Enfin là-dessus, le fond du problème pour moi, c'est que la mission de Mozilla (Foundation comme Corporation), c'est de promouvoir le choix et l'innovation sur internet, et que le fait que ce soit du logiciel libre, c'est limite plus un accident de l'histoire qu'autre chose. Choix et innovation, ça veut dire d'abord s'occuper de Windows, parce que ce n'est pas avec les trois pelés sous des systèmes libres qu'ils arriveront à 20%, 30% de parts de marché (parce que c'est ça qui est important). Alors au passage on oublie que pour décoller, c'est quand même pas mal la communauté, la communauté des utilisateurs et développeurs de logiciels libres, qui a aidé, qu'il n'y a pas beaucoup d'utilisateurs Windows qui se sont tapés Mozilla M4 et ses crashs.

Mozilla Foundation, Corporation, Europe, etc. le projet a aussi toujours été très centralisé, les décisions unilatérales ont rarement été justifiées (tiens, ça fait plus de trois ans que le support du MNG a été éliminé pour de mauvaises raisons, et il y a toujours des gens sur le bug qui ne désespèrent pas), ça a un passé d'entreprise, ça a toujours fonctionné comme une entreprise, jamais comme un projet libre, un projet né libre.

Dans ces deux derniers débats, interne à Debian et Debian/Mozilla, les francophones ont beaucoup fait parlé d'eux, et dans l'affaire Mozilla, les mots ont été durs entre les deux parties, avec des provocations plus ou moins gentilles des deux côtés.

La dernière provocation, c'était à des journées logiciels libres à Lyon, un stand Debian avec le logo Firefox barré, à côté du logo d'Iceweasel, la version forkée. Ça a étonnamment vite dégénéré par webblogs interposés et une cible de choix a été Daniel Glazman. C'est déjà partisan de dire que la cible était facile.

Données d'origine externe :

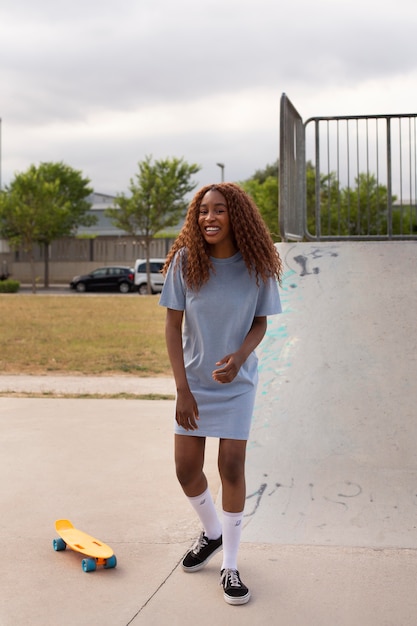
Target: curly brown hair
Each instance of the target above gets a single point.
(251, 235)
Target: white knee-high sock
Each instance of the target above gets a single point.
(232, 530)
(203, 505)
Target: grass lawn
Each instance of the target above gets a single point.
(80, 334)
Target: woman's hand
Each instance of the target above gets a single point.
(186, 412)
(231, 366)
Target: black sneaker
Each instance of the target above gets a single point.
(201, 553)
(235, 592)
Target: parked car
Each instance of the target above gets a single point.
(105, 279)
(141, 279)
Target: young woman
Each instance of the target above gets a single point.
(220, 286)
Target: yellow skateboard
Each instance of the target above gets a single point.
(98, 553)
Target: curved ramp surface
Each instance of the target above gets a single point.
(332, 455)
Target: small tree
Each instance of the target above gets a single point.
(41, 205)
(157, 200)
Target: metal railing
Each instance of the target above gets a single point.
(350, 177)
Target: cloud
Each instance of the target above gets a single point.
(101, 84)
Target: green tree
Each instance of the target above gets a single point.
(41, 205)
(156, 201)
(263, 189)
(265, 196)
(355, 211)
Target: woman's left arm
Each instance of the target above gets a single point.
(233, 362)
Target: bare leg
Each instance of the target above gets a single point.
(189, 462)
(231, 461)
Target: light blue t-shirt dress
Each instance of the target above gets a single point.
(217, 319)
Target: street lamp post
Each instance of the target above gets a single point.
(221, 165)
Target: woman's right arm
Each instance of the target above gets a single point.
(186, 409)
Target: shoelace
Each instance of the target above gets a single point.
(200, 543)
(232, 576)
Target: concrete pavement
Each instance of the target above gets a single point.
(330, 521)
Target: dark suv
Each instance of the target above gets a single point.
(105, 279)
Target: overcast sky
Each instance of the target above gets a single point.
(100, 84)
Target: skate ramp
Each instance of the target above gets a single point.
(332, 455)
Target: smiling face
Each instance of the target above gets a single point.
(214, 223)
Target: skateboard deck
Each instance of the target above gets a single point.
(98, 552)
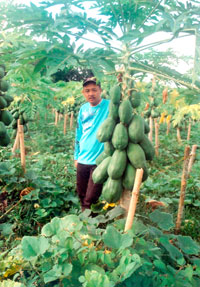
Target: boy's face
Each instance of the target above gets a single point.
(92, 94)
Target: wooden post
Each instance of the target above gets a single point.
(168, 127)
(56, 118)
(189, 130)
(71, 120)
(65, 123)
(134, 199)
(22, 147)
(178, 135)
(192, 158)
(156, 137)
(183, 188)
(16, 143)
(151, 129)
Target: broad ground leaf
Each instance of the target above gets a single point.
(174, 253)
(163, 219)
(34, 246)
(114, 239)
(188, 245)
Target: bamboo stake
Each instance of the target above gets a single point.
(189, 130)
(151, 129)
(71, 120)
(56, 118)
(178, 135)
(134, 199)
(156, 138)
(16, 143)
(183, 188)
(192, 158)
(65, 123)
(168, 127)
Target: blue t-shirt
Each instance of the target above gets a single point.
(87, 147)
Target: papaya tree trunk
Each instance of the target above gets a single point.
(183, 188)
(192, 158)
(134, 199)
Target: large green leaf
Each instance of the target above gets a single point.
(163, 219)
(187, 245)
(34, 246)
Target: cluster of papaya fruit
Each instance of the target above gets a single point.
(20, 114)
(126, 145)
(151, 108)
(5, 115)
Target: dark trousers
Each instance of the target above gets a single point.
(87, 190)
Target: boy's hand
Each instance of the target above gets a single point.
(75, 163)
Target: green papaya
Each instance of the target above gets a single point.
(125, 112)
(6, 117)
(2, 129)
(136, 129)
(136, 155)
(100, 173)
(3, 102)
(4, 85)
(108, 148)
(117, 164)
(106, 129)
(8, 98)
(120, 137)
(147, 148)
(115, 94)
(101, 157)
(135, 99)
(129, 177)
(4, 141)
(112, 190)
(2, 72)
(113, 111)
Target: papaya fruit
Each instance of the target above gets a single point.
(100, 173)
(2, 129)
(120, 137)
(136, 155)
(101, 157)
(136, 129)
(115, 94)
(6, 117)
(3, 102)
(147, 148)
(135, 99)
(117, 164)
(129, 177)
(113, 111)
(125, 112)
(108, 148)
(105, 131)
(112, 190)
(4, 86)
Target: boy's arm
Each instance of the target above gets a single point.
(77, 138)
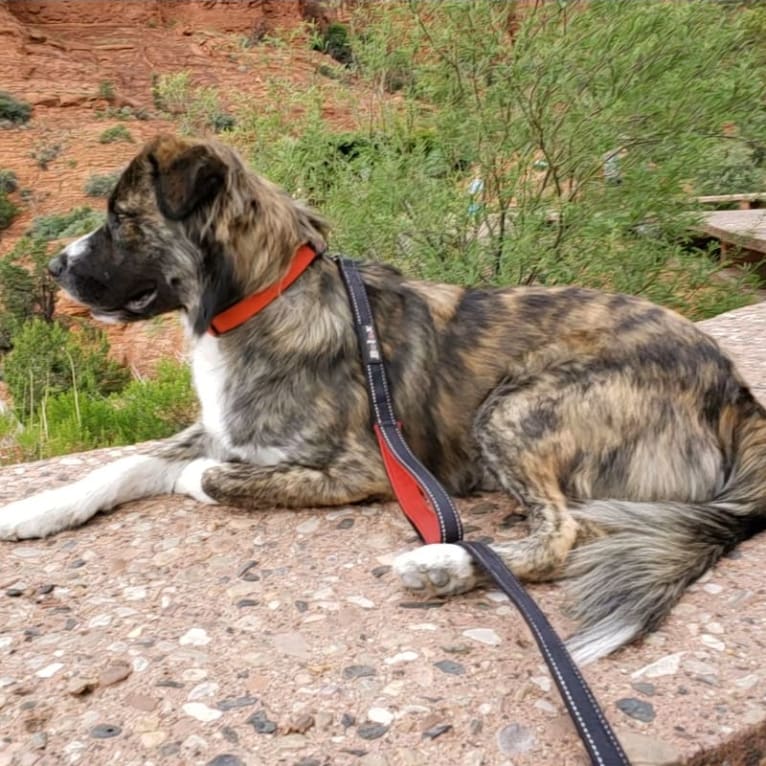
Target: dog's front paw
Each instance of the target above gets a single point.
(439, 569)
(36, 516)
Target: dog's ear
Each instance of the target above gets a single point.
(186, 180)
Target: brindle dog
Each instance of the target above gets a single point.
(636, 449)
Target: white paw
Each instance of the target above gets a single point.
(189, 481)
(38, 516)
(441, 569)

Toujours est-il qu'on est aujourd'hui lundi et que Daniel Glazman a fermé les commentaires et poste une petite discussion de week-end, billet dans lequel il rappelle que la GPL, c'est pas bien (parce que viral), que les partisans du logiciel libre, c'est des communistes et des anarchistes, et qui conclut en enlevant la seconde majuscule à Logiciel Libre, parce que le logiciel libre, c'est d'abord du logiciel.

Et c'est à ça que ça s'arrête, il le pense vraiment, c'est vraiment son opinion, ça sert à rien de mille fois lui dire que non, le logiciel libre, de l'avis de certains, c'est avant tout politique, et que ce n'est pas mal; que logiciels libres, OGM, nucléaire, nano-technologies, CPE, décroissance, anarchisme, on peut marier les luttes, quand on laisse sa majuscule à Libre.

Du coup c'est un peu long et les parties développées sont pas forcément celles que je voulais développer au début, mais jamais je ne relirai un texte, alors je poste ainsi. (de toute façon personne ne lit :) ).